On December 10 Sherman reached the coast just below Savannah, capturing Confederate Fort McAllister, at the mouth of the Ogeechee River, and getting in touch with the U.S. Fleet. News of his safe arrival went north promptly, and Sherman drew his lines to capture Savannah and the force of 10,000 which had been scraped together to defend it. He succeeded in taking the city - it was bound to fall, once Sherman's army had attained full contact with the navy - but Confederate General William S. Hardee managed to get the garrison out safely. The Confederate troops moved up into South Carolina, and Sherman's men marched proudly into Savannah. On December 24 Sherman sent Lincoln a whimsical telegram, offering him the city of Savannah as a Christmas present.

So 1864 came to an end, and as it did the approaching end of the war was visible for all to see. The Confederacy still had an army west of the Mississippi, where it could have no effect on the outcome of the struggle, and it had isolated forces at Mobile and elsewhere in the deep South, but it had nothing to oppose Thomas' victorious troops in Tennessee, it had no chance to bring together enough men to keep Sherman from coming north from Savannah whenever he elected to try it, and Lee was still pinned in the lines at Petersburg, unable to do more than hold on. To all intents and purposes, the Confederacy at the beginning of 1865 consisted of the Carolinas and of the southern strip of Virginia.

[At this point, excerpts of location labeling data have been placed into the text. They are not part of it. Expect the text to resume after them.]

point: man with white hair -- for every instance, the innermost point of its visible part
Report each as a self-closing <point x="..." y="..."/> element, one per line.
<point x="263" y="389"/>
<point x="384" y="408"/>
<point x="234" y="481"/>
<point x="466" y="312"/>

One success the South had had, in December. An amphibious expedition under Benjamin Butler had tried to capture Wilmington, North Carolina, the one remaining seaport through which the South could communicate with the outer world. A Union fleet had bombarded Fort Fisher, which commanded the entrance to the Cape Fear River on which Wilmington was situated, Butler had put troops ashore - and then, growing panicky, had concluded that the place was too strong to be taken, had reembarked his men, and had sailed north in disgraceful panic. But even the savor of this defensive victory did not last long. Butler was removed and in early January Grant sent down a new expedition, with Admiral Porter commanding the navy and General A. H. Terry commanding for the army. This time there was no hesitation. The navy pounded the fort hard, then Terry got his troops on the beach and sent them swarming over the defenses. Fort Fisher surrendered, and the Confederacy's last door to the outer world was closed.

Sherman was preparing to march north. In Tennessee a powerful Federal mounted force of 12,000 men armed with repeating carbines was getting ready to cut down into Alabama. Another Federal army was besieging Mobile. Grant was ordering 21,000 Western troops be brought east, to move inland from captured Wilmington and join Sherman as he came north. The war was all but finished.